Yasmina Joumblatt et Dirk Brossé- Crédit Photo: Eddy Choueiry

Qui soigne mieux, un.e psychologue qui nous écoute ou une belle voix sur une belle musique que nous écoutons?

La musique s’adresse à l’âme. Et elle la soigne, c’est indéniable! C’est toujours vers elle que je me tourne lorsque j’ai besoin de réconfort ou que j’ai besoin d’exprimer ma joie (qui n’a jamais chanté seul dans sa chambre?)

Mais parfois une expérience douloureuse ou la maladie nous rend imperméables à la beauté qui nous entoure, à celle de la musique; c’est alors qu’intervient le psychologue.

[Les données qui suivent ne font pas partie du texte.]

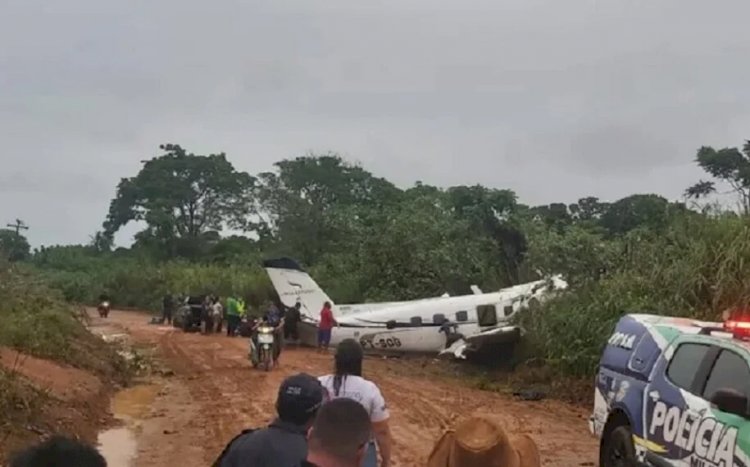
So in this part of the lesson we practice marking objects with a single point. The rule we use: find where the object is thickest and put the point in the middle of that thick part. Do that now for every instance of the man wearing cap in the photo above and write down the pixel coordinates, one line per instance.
(283, 443)
(480, 441)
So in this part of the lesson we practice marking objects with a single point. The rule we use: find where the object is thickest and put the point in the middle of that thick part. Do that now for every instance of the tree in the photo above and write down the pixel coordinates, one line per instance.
(14, 245)
(646, 210)
(555, 215)
(490, 211)
(729, 165)
(303, 203)
(183, 195)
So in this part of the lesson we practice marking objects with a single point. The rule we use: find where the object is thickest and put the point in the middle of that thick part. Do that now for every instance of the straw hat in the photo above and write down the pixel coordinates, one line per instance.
(479, 442)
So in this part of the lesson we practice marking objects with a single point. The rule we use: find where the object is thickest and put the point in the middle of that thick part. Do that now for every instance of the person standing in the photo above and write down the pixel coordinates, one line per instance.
(339, 435)
(275, 319)
(325, 326)
(233, 316)
(59, 451)
(347, 381)
(206, 321)
(217, 314)
(291, 321)
(283, 443)
(167, 308)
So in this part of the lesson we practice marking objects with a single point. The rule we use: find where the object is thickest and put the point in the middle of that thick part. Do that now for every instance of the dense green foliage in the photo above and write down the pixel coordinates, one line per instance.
(364, 239)
(38, 321)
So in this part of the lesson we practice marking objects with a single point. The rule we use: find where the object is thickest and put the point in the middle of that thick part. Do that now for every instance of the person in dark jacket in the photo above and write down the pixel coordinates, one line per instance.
(167, 308)
(291, 319)
(339, 435)
(283, 443)
(59, 451)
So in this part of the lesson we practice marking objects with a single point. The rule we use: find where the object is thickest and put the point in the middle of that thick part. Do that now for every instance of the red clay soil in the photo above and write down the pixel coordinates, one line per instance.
(48, 398)
(214, 393)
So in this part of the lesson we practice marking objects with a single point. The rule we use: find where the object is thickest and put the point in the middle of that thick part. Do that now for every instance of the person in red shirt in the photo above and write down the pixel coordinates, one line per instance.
(324, 327)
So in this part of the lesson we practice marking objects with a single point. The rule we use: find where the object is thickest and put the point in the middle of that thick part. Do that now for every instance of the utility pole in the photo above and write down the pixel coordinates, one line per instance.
(18, 226)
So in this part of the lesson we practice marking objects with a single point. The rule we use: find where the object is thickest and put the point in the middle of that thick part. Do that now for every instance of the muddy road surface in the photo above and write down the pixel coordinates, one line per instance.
(211, 392)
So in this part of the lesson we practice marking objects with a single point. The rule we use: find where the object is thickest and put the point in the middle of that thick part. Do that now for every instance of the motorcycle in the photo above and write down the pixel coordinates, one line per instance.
(103, 309)
(262, 355)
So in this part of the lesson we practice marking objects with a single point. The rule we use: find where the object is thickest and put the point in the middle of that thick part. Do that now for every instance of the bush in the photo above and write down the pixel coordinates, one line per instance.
(698, 268)
(37, 320)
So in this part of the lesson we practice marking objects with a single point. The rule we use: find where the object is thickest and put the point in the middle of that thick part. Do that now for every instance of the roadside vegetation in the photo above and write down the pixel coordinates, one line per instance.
(38, 322)
(364, 239)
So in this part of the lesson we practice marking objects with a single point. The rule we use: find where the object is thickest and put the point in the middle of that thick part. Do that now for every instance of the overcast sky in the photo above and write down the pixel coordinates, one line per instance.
(554, 99)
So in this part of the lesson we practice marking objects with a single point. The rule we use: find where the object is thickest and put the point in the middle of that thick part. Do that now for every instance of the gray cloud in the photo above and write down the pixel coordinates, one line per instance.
(557, 100)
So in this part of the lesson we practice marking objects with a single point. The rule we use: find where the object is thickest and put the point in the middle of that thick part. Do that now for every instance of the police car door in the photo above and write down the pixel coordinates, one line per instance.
(669, 400)
(722, 435)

Le Liban a besoin de sa diaspora, de l’élite intellectuelle, de ses artistes dispatché.e.s dans le monde. Il est menacé de disparition, sa culture surtout, qui a survécu aux années de guerre. Comment réagissez-vous face à ce terrible constat?

Notre culture ne disparaîtra jamais. Elle vit en nous et à travers nous. Je chante en arabe avec des artistes qui n’ont aucune idée de notre culture libanaise. En allant vers eux, je partage ma culture, ma langue qui dévoile mon appartenance libanaise. En fait, j’écris avec mon vocabulaire un peu enfantin, fruit de mes réminiscences d’avant le départ. Je m’adresse aux expatriés, partis très tôt, qui s’identifient à moi, s’accrochent à chaque mot comme à une parcelle de terre, retrouvent les odeurs de Beyrouth, les sons du passé. Le tarab, c’est pour les initiés. Eux se reconnaissent dans mon accent, dans mes émotions, dans mes hésitations. Et les occidentaux qui m’écoutent chanter en arabe des airs internationalement connus avec des chanteurs célèbres découvriront ma langue et ma culture. Je ne suis pas Al-Mutanabbi, mais c’est mieux que rien.